4.
白く照りつける太陽。後頸部がめらめらと焼かれてゆく。
じいじい、ぐわんぐわんと、四方から蝉の声がスコールみたいに取り囲む。
これだから夏は嫌いなんだ。
苛立ちに任せて、アスファルトの道路を強く蹴ったが、洒落た革靴の底をすり減らしただけだった。
ひかりのアパートから逃げ出すのは、簡単だった。仕事の電話が入ったことにすればそれで済んだ。
玄関のドアが閉まる瞬間、ひかりはただ静かに微笑んでいた。
歩く速度はどんどん早くなり、殆ど走っていた。
もつれる足に躓き、人にぶつかりながら、どんどん、どんどん速くなっていく。もう自分では止められなくなっていた。
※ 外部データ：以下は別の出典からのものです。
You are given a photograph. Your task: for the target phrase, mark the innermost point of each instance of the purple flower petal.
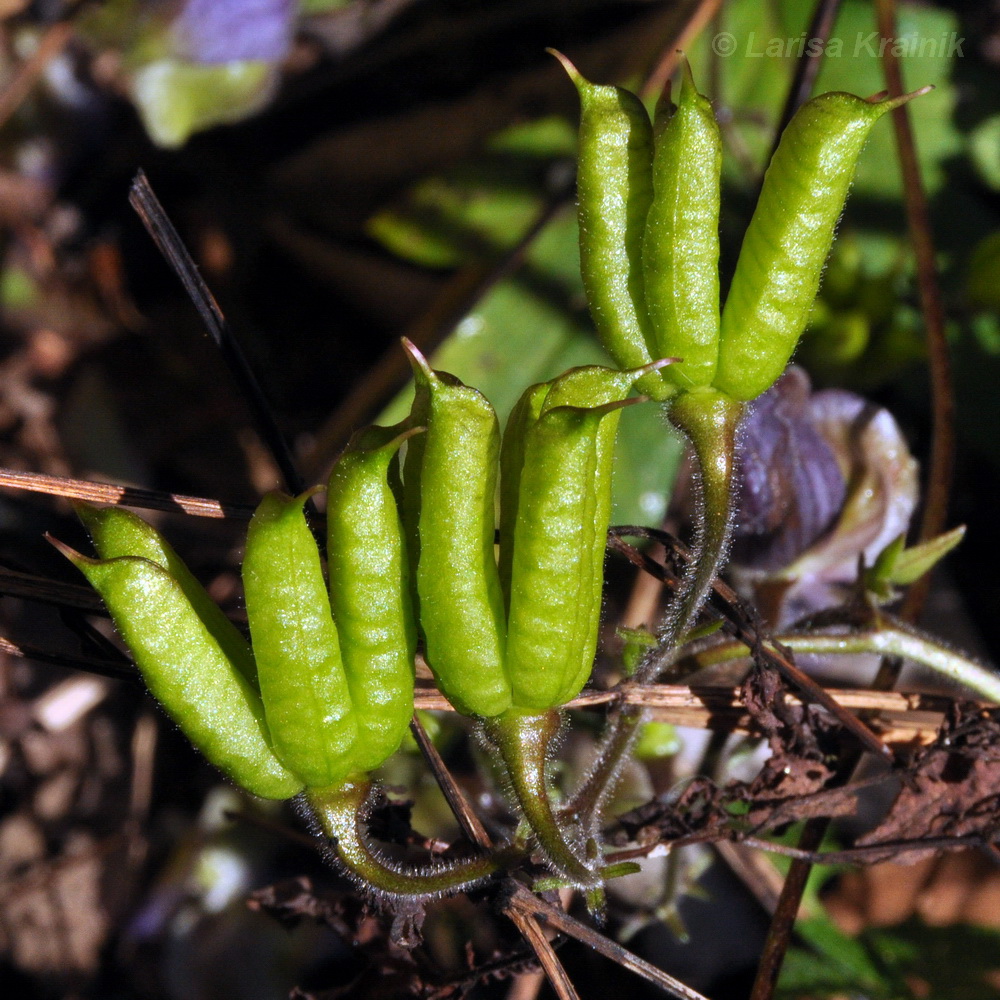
(219, 31)
(792, 485)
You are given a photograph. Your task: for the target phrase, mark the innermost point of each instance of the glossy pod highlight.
(449, 488)
(614, 186)
(188, 672)
(680, 246)
(789, 237)
(369, 592)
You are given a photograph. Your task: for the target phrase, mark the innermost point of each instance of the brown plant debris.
(952, 787)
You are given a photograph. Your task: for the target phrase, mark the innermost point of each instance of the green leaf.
(901, 566)
(530, 328)
(176, 98)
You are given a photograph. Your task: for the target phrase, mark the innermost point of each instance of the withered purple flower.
(792, 484)
(825, 477)
(220, 31)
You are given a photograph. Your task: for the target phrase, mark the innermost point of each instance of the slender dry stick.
(457, 802)
(476, 833)
(124, 496)
(169, 243)
(523, 900)
(942, 458)
(941, 462)
(532, 932)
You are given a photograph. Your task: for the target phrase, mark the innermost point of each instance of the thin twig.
(123, 496)
(38, 588)
(475, 832)
(91, 664)
(673, 51)
(870, 853)
(942, 457)
(526, 902)
(808, 63)
(176, 254)
(457, 802)
(939, 479)
(459, 297)
(739, 624)
(529, 927)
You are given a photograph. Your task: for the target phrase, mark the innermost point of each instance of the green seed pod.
(526, 412)
(449, 484)
(781, 261)
(302, 680)
(559, 536)
(118, 532)
(369, 592)
(614, 191)
(188, 672)
(680, 248)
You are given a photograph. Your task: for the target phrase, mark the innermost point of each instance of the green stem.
(894, 641)
(523, 741)
(710, 419)
(340, 812)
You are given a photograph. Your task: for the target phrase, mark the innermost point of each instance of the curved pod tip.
(571, 71)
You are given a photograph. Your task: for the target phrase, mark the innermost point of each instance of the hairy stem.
(340, 812)
(523, 741)
(710, 419)
(897, 640)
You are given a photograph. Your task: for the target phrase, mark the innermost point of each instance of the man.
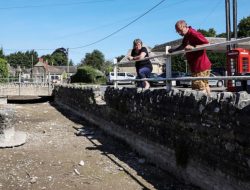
(198, 61)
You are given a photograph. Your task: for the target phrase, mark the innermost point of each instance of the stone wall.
(204, 140)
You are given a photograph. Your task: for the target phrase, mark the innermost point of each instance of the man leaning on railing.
(198, 61)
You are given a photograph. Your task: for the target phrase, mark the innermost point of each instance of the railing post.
(168, 66)
(115, 73)
(49, 85)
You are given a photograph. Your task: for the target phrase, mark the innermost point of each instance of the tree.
(119, 58)
(94, 59)
(1, 53)
(244, 27)
(22, 59)
(60, 57)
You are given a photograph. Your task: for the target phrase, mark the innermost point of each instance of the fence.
(25, 88)
(167, 55)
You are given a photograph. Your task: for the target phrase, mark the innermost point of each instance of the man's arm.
(171, 50)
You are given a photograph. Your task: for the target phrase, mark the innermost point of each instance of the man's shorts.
(200, 84)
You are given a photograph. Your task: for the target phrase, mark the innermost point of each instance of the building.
(43, 72)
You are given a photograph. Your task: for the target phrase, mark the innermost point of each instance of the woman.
(143, 68)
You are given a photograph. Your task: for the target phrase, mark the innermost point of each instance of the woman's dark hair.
(136, 41)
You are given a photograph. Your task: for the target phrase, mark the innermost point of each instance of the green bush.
(88, 74)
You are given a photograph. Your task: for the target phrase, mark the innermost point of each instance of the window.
(245, 64)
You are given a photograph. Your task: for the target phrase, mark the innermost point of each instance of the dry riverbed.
(55, 157)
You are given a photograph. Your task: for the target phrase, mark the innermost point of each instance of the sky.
(109, 26)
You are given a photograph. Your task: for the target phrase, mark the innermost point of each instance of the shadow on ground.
(124, 157)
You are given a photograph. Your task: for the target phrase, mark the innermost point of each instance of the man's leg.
(201, 85)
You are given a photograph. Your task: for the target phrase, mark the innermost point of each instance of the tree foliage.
(60, 57)
(22, 59)
(94, 59)
(1, 53)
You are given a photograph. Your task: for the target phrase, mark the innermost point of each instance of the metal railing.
(167, 55)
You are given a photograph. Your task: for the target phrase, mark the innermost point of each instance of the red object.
(197, 60)
(238, 64)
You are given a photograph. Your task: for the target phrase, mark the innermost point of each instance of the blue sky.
(50, 24)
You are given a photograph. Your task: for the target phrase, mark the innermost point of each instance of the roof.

白い光は、皮膚に鋭く針で刺すような痛みを伴って、俺を照らした。ぼたぼたと、きりもなく汗は流れる。目の前が暗くなり、澱んだ沼の水面のように、ゆるやかに世界がぼやけてゆく。
俺はひかりから逃げた。
あのテープ。一体どこまで俺を追ってくるのだろう。
「‥‥冗談じゃない。」
右手で乱暴に額の汗を拭う。
冗談じゃ、ない。
信号が赤になり、俺は転げそうになりながら、ようやく止まった。
ぜえぜえと、肩で息をする。
ふと、すぐ右横にコンビニがあることに気がついた。途端に焼ききれんばかりに喉が渇き始めた。
俺は甘い花の香りに誘われた蝶のように、ふらふらとコンビニに吸い込まれていく。
自動ドアをくぐると、強い冷気が頬を打った。目を閉じて、さらさらと透明な冷たさを味わう。
いらっしゃいませえ。
間延びしたアルバイトの声が、俺の何かをほどいた。
急に涙が溢れてきて、慌ててペットボトルコーナーに駆け寄った。
深呼吸して、目の前にあったサイダーを手に取る。掌で、それはしゅわしゅわと清流のように甘く清潔に踊る。舌の上で、楽しげにぱちぱちと弾ける。
思わずごくりと喉を鳴らす。
足早に会計を済ませて、また走るようにして店を出た。
我慢できずに、歩道でサイダーをがぶがぶと飲む。なんだか10年ぶりに飲み物を飲んだ気分だった。
ひとしきりサイダーを飲むと、キャップを閉めて、鞄に放り込む。ふと、うまくペットボトルが入らないことに気がついた。
‥‥?
近くにあったベンチに座り、鞄の中身を一つ一つ取り出す。
手帳、携帯、キシリトールガム。そこまで取り出して俺は固まる。
鞄の底には、カセットテープが静かに座っていた。俺の様子を伺うみたいに。
じいじいじい。
蝉の声に、閉じ込められた。
黒く息づくそれから、目を逸らせない。
「‥‥冗談じゃ、ない。」
声は驚くほど、か細く掠れていた。
*
あの日、テープが俺の手から離れたのは、仕方のないことだった。
「中澤、授業に関係ないものは持ってくるな。」
ぺしりと頭を教科書で叩かれる。
驚いて顔を上げると、担任が流れるようにテープを取り上げた。
「あ、それは‥‥。」
慌てて声を上げるが、担任はポケットに入れてしまう。
「これは先生が預かるからな。」
俺がいけなかった。
テープを鞄にしまうのが怖かったのだ。それで、机の上に置いたままにしていた。
やがて終業のチャイムがなり、担任は教室から出ていった。
俺は机に縫い付けられたみたいに、一歩も動くことができなかった。
担任が行方不明になったことを知らされたのは、沙月がいなくなって8日目のホームルームでのことだった。
俺は机の下で拳を握りしめて、震えてしまうのを必死で我慢した。
もう、テープと失踪が無関係とは、到底思えなかった。